Medical education and experience
   j) It's not what I learned at university; I was taught to work on the basis of lists. (M1296)
   k) And I think you can teach an trainee GP this by saying to them wait a minute, stop thinking of numbers and things like that, what about your feelings? What do your feelings tell you? (V2984).
   l) Your GP training can provide you with a number of 'handles' that can help you develop this feeling. One of these handles is self-reflection. But it's also a matter of personality: if you're not willing to engage in introspection and self-criticism, you won't easily learn these things. (N2177).

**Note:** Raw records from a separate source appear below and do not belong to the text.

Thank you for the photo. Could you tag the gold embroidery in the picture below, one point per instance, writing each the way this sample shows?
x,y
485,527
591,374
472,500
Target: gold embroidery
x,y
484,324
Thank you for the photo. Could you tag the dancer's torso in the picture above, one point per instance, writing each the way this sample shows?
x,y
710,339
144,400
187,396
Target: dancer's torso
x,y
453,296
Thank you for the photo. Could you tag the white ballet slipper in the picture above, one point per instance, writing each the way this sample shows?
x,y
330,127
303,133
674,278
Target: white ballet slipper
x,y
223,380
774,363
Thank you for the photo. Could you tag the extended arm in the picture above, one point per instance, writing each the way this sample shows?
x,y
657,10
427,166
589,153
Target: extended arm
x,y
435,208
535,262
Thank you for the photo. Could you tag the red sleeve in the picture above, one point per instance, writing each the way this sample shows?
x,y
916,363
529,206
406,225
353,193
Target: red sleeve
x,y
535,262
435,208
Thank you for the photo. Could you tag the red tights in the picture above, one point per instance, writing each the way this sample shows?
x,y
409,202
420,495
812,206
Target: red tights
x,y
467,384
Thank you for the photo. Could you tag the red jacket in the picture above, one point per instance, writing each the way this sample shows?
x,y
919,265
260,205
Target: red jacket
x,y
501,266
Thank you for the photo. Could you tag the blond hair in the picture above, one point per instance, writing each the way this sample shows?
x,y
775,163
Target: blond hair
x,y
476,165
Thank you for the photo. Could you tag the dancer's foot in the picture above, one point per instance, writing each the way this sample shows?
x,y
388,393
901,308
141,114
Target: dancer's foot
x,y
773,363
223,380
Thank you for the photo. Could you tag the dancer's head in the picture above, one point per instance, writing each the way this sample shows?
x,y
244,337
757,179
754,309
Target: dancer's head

   m) The more experienced you are, the more you're able to identify and evaluate the 'noise', and that of course is something I also notice in trainee GPs; they're finding it more difficult, they make less use of the noise than I do. I'm better able to evaluate the importance of the noise and I make better use of it, while they tend to, if they don't understand something they tend to say I don't understand this, so it's probably not important. (M0215).
   Personality
   n) You want to reduce the sense of uncertainty, and personally, my criterion is that I have to be able to sleep quietly at night at any rate; I need to feel I've done the right thing. (M0712). In most cases perhaps you don't know exactly what's going on. But you have a general idea, you have a working diagnosis and I personally don't feel bad about it if that involves a certain degree of uncertainty. (V1314).
   o) You receive a whole stream of information through a whole range of channels, and you tend to immediately draw your conclusion from that, but you have to force yourself not to do so, in order to stay at the right level of rationality. Because I think it's a real pitfall. (M272).
Consequences of a sense of alarm
   p) Those gut feelings of alarm or reassurance, if there's something that makes me worry, that's a feeling that I feel I want do follow up on. They're alarming signals and I need to check them, I need to make sure for myself whether it's something I really need to act upon or whether I can ignore it because it's nothing serious. (N0819). It raises my state of alertness. I tend to literally sit up and start to focus more. (N0412).
   q) Those cases in which I think I have a gut feeling that it's OK, but rational arguments say it's not, I always refer those, on rational arguments, to be on the safe side. And cases where rational arguments say it's OK but my gut feelings say there's something wrong, I also refer, based on my gut feeling. (M0754).
Compass
   r) I had this patient presenting with tightness of the chest, not elicited by exertion, not responding to nitro, nothing in the family history except a younger brother who had some heart complaints at one stage. Apart from that, nothing at all, and yet... He didn't sweat, he seemed very well, and still I had this feeling that I didn't trust the situation. I don't know why... So it turned out he had an inferior wall infarction, and I thought: Yes, I was right! There were no clear indications of an infarction, but I just didn't trust it. And now I won't care if the next four patients I refer turn out to have nothing wrong with them. (M0638)
   s) There's a new patient every ten minutes, right, you have to try and understand the problem presented by a patient, you have to ask questions, have the patient undress, do a physical exam, have the patient put on their clothes again, then discuss your findings, explain what you think it is and then make out a prescription and explain about the therapy or try to reassure them before getting ri... err, before getting them to leave, so to say (laughter). And all of that must be done within ten minutes, as you have thirty or thirty-five patients to see that day. So at a certain point you have to, you really need that gut feeling, or you would never get through your surgery, honestly. If you didn't have that gut feeling, you might as well give up tomorrow, I think. This sense of reassurance or alarm, which brings you to your diagnosis, if you haven't got that and always have to rely only on lists and theoretical knowledge, you'd never make it through surgery hour. (H2089).